Fifty Shades of Grey and its sequels were by far the bestselling books of the 2010s, kickstarting an erotica and kink boom. But did it lead to lasting change?

I was working as a bookseller when Fifty Shades of Grey was published and spent weeks stacking shelves with the glossy tomes, only for them to be whisked away as soon as they arrived. I soon amassed a range of excuses from customers who so often seemed to be embarrassed to be buying what everyone else was buying. “I’m getting it for my wife,” men announced, unprompted, while women – often younger than the label “mummy porn” suggested – would recount whole conversations with unnamed friends who had deemed the erotic thriller “quite good”.

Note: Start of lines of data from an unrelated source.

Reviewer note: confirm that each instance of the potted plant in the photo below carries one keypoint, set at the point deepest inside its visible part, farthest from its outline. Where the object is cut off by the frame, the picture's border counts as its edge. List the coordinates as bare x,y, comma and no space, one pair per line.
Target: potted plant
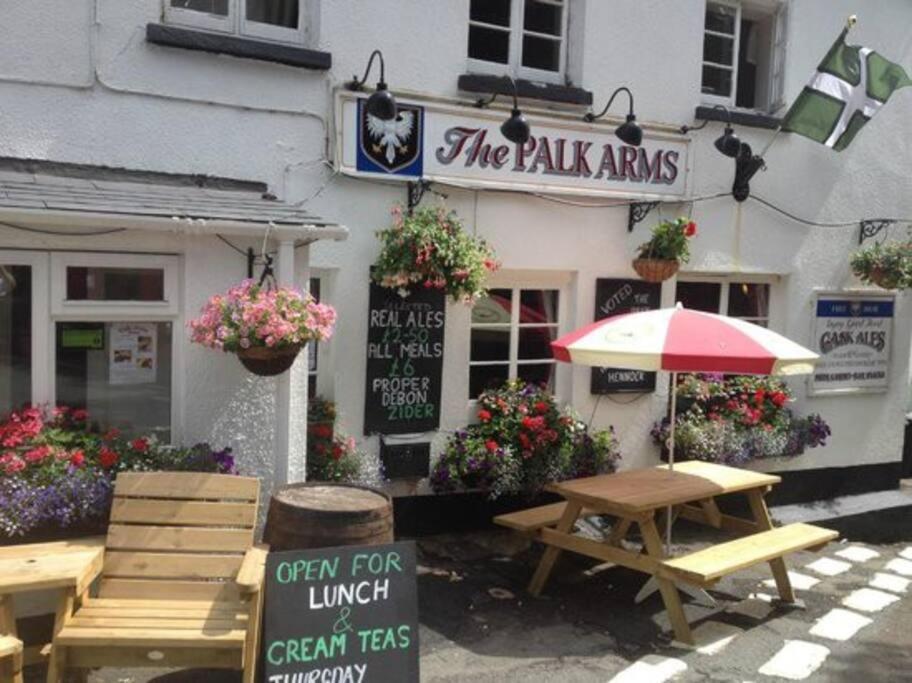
265,326
523,440
431,249
660,257
888,266
57,472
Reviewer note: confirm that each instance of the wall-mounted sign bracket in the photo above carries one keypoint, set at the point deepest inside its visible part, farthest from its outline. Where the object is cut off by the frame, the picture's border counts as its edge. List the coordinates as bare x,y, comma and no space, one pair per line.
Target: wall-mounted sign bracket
638,211
416,192
871,228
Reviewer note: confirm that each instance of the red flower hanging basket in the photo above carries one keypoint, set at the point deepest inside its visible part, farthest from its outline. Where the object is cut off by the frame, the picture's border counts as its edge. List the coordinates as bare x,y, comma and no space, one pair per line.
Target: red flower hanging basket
268,362
655,270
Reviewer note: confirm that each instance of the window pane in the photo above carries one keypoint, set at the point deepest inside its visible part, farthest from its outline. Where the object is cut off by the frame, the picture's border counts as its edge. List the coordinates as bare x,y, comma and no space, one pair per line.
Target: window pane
15,337
700,296
720,18
543,18
716,81
538,306
541,53
119,372
490,11
219,7
494,308
489,44
483,377
275,12
490,343
718,50
538,373
115,284
535,342
746,300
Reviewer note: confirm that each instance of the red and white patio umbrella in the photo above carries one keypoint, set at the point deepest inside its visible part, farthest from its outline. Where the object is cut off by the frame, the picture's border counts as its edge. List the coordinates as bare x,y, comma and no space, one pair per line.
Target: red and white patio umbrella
683,340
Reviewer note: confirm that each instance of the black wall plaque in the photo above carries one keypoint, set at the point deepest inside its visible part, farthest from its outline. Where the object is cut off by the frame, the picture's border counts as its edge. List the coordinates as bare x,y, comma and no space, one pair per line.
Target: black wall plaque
342,614
404,361
405,460
613,297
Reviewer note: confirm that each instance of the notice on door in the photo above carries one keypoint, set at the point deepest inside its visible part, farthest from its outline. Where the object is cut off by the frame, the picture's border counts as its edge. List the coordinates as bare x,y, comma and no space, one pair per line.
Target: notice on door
132,353
853,333
347,615
404,361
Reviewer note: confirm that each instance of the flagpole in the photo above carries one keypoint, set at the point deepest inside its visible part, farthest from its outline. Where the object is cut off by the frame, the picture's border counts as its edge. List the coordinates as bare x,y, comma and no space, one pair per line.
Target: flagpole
851,20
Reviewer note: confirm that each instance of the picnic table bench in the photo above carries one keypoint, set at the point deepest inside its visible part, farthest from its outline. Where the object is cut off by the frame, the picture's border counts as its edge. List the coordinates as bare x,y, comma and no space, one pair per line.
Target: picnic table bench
635,496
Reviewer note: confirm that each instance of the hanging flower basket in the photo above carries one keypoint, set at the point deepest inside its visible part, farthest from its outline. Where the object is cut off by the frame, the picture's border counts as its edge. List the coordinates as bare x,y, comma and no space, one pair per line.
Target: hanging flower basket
660,257
265,326
430,249
268,362
655,270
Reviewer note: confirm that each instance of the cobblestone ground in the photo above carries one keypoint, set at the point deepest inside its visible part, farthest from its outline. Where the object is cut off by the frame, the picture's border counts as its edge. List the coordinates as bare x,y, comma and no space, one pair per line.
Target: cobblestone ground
478,624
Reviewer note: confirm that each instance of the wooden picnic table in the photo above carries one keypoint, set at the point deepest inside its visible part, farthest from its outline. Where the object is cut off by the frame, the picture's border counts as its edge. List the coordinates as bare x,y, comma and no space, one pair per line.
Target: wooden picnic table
690,490
68,565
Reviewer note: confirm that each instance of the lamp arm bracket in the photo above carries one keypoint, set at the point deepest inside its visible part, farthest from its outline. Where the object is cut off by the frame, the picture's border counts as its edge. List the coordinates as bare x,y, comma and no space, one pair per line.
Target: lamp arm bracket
637,212
872,228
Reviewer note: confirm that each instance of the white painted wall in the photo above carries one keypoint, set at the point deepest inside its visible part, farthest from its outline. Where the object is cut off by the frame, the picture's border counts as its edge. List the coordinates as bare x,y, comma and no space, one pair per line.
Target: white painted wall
79,83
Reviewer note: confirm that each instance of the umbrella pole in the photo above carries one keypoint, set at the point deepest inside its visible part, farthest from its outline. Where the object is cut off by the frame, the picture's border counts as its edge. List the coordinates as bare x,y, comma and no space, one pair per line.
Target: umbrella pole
674,405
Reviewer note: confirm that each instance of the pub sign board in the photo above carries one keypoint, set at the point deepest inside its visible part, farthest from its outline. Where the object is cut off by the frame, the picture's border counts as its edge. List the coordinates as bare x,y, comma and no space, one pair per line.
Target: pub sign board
346,614
404,360
853,333
614,297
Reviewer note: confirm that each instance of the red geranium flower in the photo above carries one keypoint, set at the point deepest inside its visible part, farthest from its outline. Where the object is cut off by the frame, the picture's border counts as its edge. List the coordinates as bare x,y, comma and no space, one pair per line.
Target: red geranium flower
107,457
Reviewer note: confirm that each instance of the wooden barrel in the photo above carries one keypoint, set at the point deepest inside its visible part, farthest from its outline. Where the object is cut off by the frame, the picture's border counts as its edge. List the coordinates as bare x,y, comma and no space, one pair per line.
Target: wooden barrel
318,515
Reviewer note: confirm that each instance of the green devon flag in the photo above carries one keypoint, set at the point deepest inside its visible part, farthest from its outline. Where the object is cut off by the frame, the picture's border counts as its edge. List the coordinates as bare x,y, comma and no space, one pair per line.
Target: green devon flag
851,84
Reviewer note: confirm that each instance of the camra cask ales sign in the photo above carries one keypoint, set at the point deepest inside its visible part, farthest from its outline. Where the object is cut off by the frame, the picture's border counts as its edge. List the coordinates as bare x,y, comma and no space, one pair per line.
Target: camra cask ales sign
614,297
439,141
404,360
853,333
342,615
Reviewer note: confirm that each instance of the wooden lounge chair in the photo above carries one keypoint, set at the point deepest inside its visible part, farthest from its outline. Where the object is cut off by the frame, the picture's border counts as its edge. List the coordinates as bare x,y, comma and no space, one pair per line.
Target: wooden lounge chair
181,584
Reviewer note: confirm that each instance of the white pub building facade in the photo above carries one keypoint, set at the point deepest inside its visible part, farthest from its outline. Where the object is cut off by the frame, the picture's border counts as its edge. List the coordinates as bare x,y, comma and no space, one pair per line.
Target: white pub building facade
147,145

The trilogy by EL James, the writing moniker of the British author Erika Leonard, was published between 2011 and 2012. Late last year it was announced that they had been the runaway bestselling books of the decade. In the UK alone, Fifty Shades of Grey sold 4.7m print copies, Fifty Shades Darker sold 3.3m and Fifty Shades Freed sold 3.1m. (The fourth biggest-selling book, Jamie’s 30-Minute Meals, sold 1.8m.) At its peak, two copies of the first book sold every second; for a time, the UK ran out of silver ink, thanks to its use on the books’ covers. Worldwide, by 2015, more than 150m copies had sold, with millions more ebooks on top. But alongside the huge number of copies sold, was there a lasting cultural influence?